A Beginner's Guide to Understanding KV Caches in Autoregressive LLMs

Table of contents

KV cache
Notation
KV-cache state during decode
Growth of the KV cache
Prefix caching
KV-cache quantization
Summary
References

1. KV cache

A key-value, or KV, cache is the per-layer storage of attention keys and values computed for tokens that an autoregressive model has already processed. It is used during inference, when the model generates one new token at a time.

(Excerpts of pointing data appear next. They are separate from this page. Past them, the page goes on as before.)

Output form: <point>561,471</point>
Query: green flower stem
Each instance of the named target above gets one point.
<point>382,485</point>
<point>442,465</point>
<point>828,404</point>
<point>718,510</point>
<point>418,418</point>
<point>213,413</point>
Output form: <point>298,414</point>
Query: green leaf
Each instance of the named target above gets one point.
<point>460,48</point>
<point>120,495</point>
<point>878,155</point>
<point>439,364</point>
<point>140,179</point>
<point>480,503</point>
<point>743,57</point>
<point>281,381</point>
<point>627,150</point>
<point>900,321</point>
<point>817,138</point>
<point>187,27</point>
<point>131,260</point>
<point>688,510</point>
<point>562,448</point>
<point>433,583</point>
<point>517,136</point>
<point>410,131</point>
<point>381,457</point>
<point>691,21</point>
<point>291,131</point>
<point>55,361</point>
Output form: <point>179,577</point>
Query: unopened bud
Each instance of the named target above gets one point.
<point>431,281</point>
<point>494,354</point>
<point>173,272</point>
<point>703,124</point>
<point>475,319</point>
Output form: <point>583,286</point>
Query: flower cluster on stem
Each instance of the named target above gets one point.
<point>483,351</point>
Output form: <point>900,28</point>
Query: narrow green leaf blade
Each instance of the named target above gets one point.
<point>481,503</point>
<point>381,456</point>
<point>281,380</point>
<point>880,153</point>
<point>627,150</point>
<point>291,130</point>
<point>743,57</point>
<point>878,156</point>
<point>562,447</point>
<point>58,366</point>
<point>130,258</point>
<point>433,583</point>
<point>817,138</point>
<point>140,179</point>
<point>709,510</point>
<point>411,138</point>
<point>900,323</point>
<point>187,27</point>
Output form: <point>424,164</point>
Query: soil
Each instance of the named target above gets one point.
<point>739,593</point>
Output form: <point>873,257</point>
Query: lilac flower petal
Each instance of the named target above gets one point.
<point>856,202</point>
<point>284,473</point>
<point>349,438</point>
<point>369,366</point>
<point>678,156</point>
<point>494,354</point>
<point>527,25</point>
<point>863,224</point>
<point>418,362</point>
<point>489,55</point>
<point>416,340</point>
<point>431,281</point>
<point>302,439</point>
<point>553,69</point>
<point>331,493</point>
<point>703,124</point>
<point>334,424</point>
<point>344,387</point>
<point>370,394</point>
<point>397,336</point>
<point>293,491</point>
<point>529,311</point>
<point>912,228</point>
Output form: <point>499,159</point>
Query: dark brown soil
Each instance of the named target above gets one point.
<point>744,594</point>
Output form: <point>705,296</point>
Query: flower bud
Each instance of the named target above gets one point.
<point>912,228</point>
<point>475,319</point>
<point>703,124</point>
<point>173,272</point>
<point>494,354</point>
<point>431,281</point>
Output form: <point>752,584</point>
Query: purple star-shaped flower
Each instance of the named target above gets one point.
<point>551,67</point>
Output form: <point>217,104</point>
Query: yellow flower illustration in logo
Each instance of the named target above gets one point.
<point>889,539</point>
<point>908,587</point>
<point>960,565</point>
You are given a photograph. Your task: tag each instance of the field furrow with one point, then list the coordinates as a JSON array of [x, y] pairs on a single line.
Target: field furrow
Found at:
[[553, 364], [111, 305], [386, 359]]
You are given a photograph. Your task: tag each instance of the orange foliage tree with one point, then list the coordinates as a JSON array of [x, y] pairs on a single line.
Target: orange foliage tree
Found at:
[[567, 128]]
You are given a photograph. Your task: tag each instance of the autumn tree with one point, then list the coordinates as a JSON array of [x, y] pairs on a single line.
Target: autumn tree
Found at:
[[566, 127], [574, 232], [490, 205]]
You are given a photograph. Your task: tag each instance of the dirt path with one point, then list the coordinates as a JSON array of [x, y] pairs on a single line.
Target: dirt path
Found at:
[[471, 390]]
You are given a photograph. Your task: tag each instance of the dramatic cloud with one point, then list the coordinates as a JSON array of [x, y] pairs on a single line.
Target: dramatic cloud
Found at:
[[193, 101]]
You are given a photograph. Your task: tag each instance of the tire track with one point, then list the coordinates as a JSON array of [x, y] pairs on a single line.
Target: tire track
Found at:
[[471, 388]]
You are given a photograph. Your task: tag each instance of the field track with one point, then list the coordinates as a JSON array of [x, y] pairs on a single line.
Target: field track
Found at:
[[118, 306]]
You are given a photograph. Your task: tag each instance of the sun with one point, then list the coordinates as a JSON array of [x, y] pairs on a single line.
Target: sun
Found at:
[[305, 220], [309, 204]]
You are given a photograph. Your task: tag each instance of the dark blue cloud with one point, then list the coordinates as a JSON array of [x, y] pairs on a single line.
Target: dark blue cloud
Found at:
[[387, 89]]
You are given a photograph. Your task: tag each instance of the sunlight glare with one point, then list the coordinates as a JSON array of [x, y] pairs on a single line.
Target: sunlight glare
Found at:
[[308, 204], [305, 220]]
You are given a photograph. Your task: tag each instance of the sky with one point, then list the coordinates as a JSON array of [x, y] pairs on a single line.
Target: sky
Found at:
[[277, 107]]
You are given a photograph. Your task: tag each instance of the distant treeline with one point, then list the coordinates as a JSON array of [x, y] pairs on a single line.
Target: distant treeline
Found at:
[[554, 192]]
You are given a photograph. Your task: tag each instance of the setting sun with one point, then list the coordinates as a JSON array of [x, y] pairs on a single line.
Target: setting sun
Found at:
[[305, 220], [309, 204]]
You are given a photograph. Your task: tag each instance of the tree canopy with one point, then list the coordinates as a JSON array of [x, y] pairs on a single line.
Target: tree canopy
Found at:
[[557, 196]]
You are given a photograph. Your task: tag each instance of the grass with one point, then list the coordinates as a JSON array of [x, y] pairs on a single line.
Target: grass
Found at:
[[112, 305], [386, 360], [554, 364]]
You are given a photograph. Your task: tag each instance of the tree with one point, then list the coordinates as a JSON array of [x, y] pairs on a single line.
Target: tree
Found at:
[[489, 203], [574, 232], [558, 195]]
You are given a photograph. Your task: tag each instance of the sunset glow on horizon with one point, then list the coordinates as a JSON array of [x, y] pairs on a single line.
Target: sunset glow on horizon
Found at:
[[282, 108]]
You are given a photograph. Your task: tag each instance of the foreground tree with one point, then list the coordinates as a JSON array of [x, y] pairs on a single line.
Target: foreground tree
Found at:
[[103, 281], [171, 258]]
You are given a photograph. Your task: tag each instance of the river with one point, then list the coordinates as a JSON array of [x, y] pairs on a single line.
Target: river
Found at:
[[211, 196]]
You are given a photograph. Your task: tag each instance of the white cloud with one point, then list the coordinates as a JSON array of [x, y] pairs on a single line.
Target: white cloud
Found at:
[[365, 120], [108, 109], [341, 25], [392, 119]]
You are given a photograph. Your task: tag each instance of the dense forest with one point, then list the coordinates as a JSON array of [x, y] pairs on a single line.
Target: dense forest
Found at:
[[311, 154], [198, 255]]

At a decoder layer, the current token produces a query, a key, and a value. The query is used only for the current attention calculation. The key and value remain useful because every later token in the same layer may attend to them. The cache therefore retains keys and values, not past queries.

The cache avoids repeated prefix computation. Without it, generating each new token would require recomputing the keys and values of all preceding tokens at every decoder layer. With it, the model computes the key and value only for the newly appended token and reuses the stored prefix states.

A KV cache trades memory for avoided recomputation. It does not eliminate attention over the prefix: the current
query still scores against stored keys and aggregates stored values.

1.1 Why the cache remains valid

Causal attention prevents a token from depending on later tokens. Therefore, appending later tokens does not modify the hidden state of an earlier token at a fixed layer. The key and value derived from that earlier hidden state also do not change, so they can be reused exactly during later decode steps.

2. Notation

All symbols are defined before their first use in an equation. The article first describes one sequence, then extends the memory formulas to a batch of active requests.

Symbol	Definition
t	Current token position in a sequence.
u	Source-token position.
T	Current context length.
T_i	Context length of active sequence i, used when request lengths differ.
ℓ	Decoder-layer index.
L	Total number of decoder layers.
q_ℓ,t	Query vector for token t at layer ℓ.
k_ℓ,t	Key vector for token t at layer ℓ.
v_ℓ,t	Value vector for token t at layer ℓ.
K_ℓ,<t, V_ℓ,<t	Cached keys and values at layer ℓ for positions 1,…,t−1.
K_ℓ,≤t, V_ℓ,≤t	Cached keys and values at layer ℓ after position t is appended.
o_ℓ,t	Attention output for token t at layer ℓ.
B	Number of active sequences or request branches.
h	Number of query heads.
h_kv	Number of key/value heads.
d	Dimension of one query, key, or value head.
H_kv	Total key/value width; H_kv = h_kvd.
s_K, s_V	Bytes per stored key or value scalar.
s	Common bytes per scalar when keys and values use the same representation. For BF16 or FP16, s = 2.
P	Length of a reusable prefix.
U	Length of a new suffix; U = T − P.
b_K, b_V	Stored bit widths for a quantized key or value scalar.
M_meta	Memory used by quantization scales, zero points, and other metadata.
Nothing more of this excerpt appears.